Amerykanie są dodatkowo zirytowani wyraźnym niemieckim „nie" dla udziału w amerykańskiej misji wojskowej „Sentinel”, mającej chronić przed irańskimi atakami flotę handlową w Zatoce Perskiej. Także amerykańska prośba o wysłanie sił lądowych w ramach koalicji do walki z „Państwem Islamskim” w Syrii została odrzucona. Czy myśliwce Bundeswehry „Tornado” dalej będą stacjonować w Jordanii, też stoi pod znakiem zapytania, ponieważ sprzeciwia się temu SPD.

Szkolenie w Grafenwöhr
Amerykańcy żołnierze w GrafenwöhrZdjęcie: picture-alliance/Zuma Press/U.S. Army

Znaczące dla nadwerężonych stosunków między USA i RFN są plany podróży amerykańskiego prezydenta do Europy, na przełomie sierpnia i września. 24 sierpnia Donald Trump najpierw uda się na szczyt G7 we francuskim Biarritz, gdzie spotka się z kanclerz Angelą Merkel.
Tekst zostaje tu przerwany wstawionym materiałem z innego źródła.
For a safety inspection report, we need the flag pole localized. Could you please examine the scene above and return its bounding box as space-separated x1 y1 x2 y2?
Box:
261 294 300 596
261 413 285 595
Chcesz skomentować ten artykuł? Dołącz do nas na Facebooku! >>

Krótko potem, podczas kolejnej podróży do Europy, znów ominie RFN. Od 31 sierpnia do 3 września odwiedzi Danię i Polskę – dwa kraje, które w sporze USA z Niemcami stoją po stronie Waszyngtonu. Dotyczy to przede wszystkim kontrowersji wokół budowy bałtyckiego gazociągu Nord Stream 2 między Niemcami i Rosją. Podczas wizyty w Polsce oczekiwane są konkretne rozmowy o stacjonowaniu wojsk amerykańskich nad Wisłą.